19 March 2026
If you are covering the latest developments in the Middle East, rising oil and gas prices and the impact on financial markets, please find below a comment from Stuart Clark, portfolio manager at Quilter:
“With events escalating in the Middle East once more, following attacks on both Iranian and Qatari gas fields, it is clearly taking longer than President Trump would have liked to fulfil his aims and does not seem to be leading to the popular uprising that he and Israel desired. The constantly shifting objectives of the campaign are not helping ascertain what will provide the off-ramp for Trump to be able to declare success; worse, is it seems in Iran's rulers’ interests to prolong the war rather than look for de-escalation. Energy prices have spiked once more and are risking becoming entrenched, even if some form of de-escalation can take place.

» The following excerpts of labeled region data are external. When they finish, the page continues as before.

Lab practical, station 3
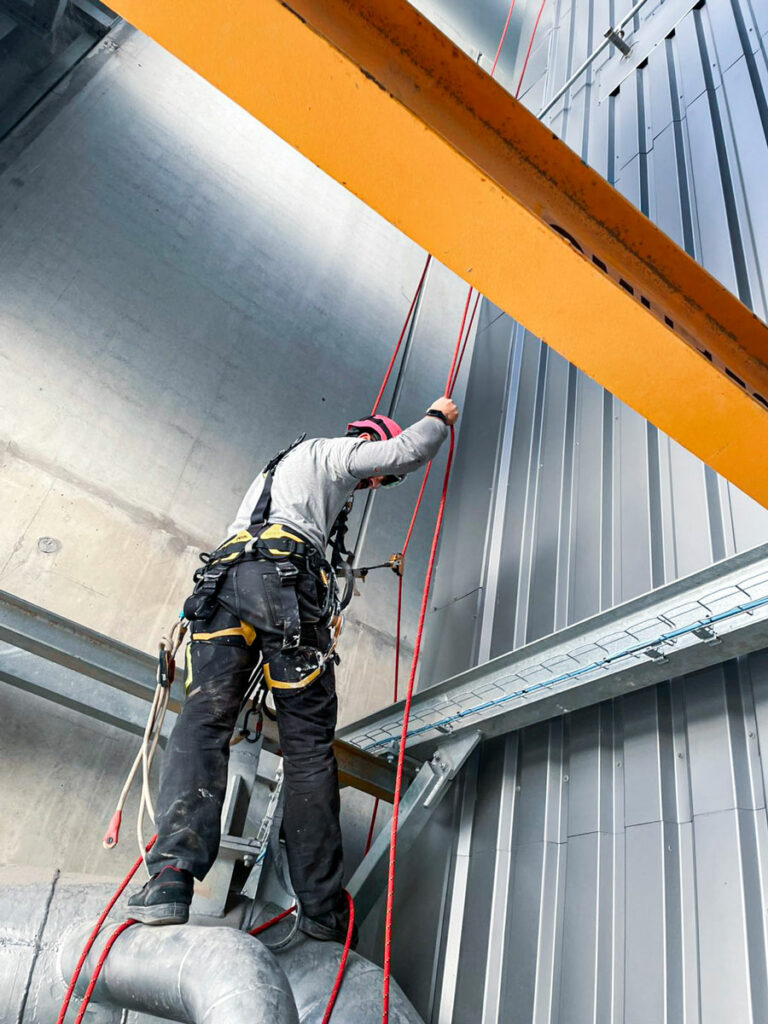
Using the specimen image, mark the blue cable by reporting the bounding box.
[364,597,768,751]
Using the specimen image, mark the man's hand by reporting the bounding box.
[429,395,459,427]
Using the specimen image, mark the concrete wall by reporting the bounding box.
[0,26,465,871]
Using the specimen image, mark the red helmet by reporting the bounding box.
[347,413,402,441]
[347,413,404,489]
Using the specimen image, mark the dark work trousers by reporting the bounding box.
[147,560,343,916]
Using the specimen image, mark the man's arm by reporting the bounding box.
[346,398,458,480]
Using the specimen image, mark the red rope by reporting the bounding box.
[371,253,432,416]
[56,836,158,1024]
[248,903,296,935]
[75,918,136,1024]
[449,288,480,394]
[322,890,354,1024]
[381,428,455,1024]
[515,0,547,99]
[490,0,515,78]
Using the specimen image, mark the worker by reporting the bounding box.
[128,397,458,941]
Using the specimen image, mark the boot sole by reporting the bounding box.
[128,903,189,925]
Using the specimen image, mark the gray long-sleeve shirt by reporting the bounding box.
[228,416,449,551]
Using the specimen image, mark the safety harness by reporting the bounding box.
[183,434,342,689]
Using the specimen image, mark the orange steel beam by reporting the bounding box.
[113,0,768,506]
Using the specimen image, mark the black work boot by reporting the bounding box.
[128,864,193,925]
[299,897,357,949]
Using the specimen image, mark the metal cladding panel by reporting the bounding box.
[372,653,768,1024]
[385,0,768,1024]
[420,0,768,687]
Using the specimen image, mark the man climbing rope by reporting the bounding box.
[128,397,458,942]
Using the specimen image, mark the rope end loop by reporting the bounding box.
[101,811,123,850]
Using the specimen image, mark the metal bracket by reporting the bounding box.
[347,732,480,923]
[605,29,632,57]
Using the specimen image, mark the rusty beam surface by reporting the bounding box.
[105,0,768,505]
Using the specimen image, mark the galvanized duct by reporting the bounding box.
[0,867,423,1024]
[59,924,301,1024]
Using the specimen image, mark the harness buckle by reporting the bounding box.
[195,569,225,594]
[274,559,299,587]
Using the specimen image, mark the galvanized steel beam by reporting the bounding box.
[341,545,768,758]
[347,730,480,922]
[102,0,768,505]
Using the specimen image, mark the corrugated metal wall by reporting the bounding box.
[385,0,768,1024]
[422,0,768,684]
[364,653,768,1024]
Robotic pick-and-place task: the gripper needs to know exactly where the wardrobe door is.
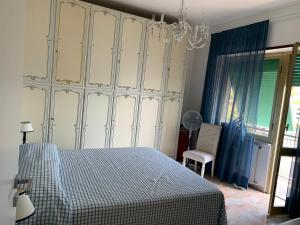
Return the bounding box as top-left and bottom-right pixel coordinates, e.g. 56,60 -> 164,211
87,6 -> 119,89
23,0 -> 54,82
82,91 -> 112,149
136,96 -> 160,148
110,94 -> 137,148
160,98 -> 181,158
117,14 -> 144,90
50,87 -> 82,149
142,24 -> 167,92
21,84 -> 49,142
167,39 -> 187,94
54,0 -> 89,85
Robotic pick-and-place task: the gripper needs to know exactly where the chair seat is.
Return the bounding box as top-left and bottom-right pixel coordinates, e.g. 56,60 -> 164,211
183,150 -> 215,163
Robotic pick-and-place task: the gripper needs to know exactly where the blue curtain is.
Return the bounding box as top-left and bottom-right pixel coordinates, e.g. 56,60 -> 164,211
201,21 -> 269,188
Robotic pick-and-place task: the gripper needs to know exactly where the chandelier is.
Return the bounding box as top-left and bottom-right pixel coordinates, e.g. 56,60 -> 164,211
149,0 -> 209,50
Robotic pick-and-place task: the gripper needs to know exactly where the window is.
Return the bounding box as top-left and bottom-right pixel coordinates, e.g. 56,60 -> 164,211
256,59 -> 280,137
283,55 -> 300,148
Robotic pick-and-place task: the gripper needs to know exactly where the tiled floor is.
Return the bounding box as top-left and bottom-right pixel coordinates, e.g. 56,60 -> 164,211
207,177 -> 287,225
184,165 -> 289,225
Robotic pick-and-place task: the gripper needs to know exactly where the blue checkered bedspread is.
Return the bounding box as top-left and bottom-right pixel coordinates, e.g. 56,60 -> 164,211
19,144 -> 227,225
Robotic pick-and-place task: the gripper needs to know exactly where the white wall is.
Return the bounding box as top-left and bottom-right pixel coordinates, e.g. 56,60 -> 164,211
183,4 -> 300,111
0,0 -> 25,225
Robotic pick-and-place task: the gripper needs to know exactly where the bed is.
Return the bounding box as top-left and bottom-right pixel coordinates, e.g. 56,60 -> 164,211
19,143 -> 227,225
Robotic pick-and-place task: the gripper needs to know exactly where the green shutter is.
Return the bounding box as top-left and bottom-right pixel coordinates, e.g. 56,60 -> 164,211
257,59 -> 279,128
293,55 -> 300,86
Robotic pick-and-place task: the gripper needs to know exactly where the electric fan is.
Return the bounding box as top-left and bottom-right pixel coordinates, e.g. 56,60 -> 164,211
182,110 -> 203,150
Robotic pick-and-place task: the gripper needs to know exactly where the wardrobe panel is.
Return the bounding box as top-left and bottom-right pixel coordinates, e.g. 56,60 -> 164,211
142,24 -> 167,92
21,84 -> 49,142
54,0 -> 89,85
160,98 -> 181,158
82,91 -> 111,148
87,6 -> 119,88
111,94 -> 137,148
23,0 -> 53,82
51,88 -> 82,149
167,39 -> 187,94
137,96 -> 160,148
117,15 -> 143,90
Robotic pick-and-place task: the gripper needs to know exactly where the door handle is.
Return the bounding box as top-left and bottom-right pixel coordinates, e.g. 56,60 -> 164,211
285,124 -> 290,131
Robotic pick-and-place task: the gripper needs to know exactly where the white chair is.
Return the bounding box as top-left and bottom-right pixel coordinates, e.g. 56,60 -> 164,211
183,123 -> 222,177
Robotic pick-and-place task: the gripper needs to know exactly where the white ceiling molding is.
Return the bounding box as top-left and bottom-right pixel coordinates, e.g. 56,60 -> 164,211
211,2 -> 300,33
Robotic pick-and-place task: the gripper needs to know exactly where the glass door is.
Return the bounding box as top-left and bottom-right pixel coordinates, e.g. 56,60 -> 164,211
269,43 -> 300,214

“Equity indices had been more sanguine than one would expect in this environment, although dispersion by sector is greater and volatility has certainly picked up. Indeed, today’s moves suggests markets may be waking up to the fact that a prolonged energy crisis is now the more likely scenario. Bond markets have been quicker to price in inflationary risk with expected rate cuts being pushed back or entirely priced out.
“This heightened level of volatility will likely be maintained given the uncertainty to the duration of the war or the endgame. If de-escalation were to start today then the energy price would move lower but not to the pre-war levels as the impact on production ability and distribution is still significant. The attack yesterday on LNG plants significantly increases the risk of sustained higher energy prices and the longer the blockade of the Strait of Hormuz the greater the impact on other industries such as fertilisers and petro-chemicals which will lead to a more significant supply side shock.
“In this environment it is critical that investors understand their exposure to the Middle East as well as understand what will perform well or badly in a sustained oil price increase alongside an equity market and bond market sell off. The focus remains on broad diversification within equities and adding defensive assets, such as alternatives, to help adapt portfolios for changes to the outlook.”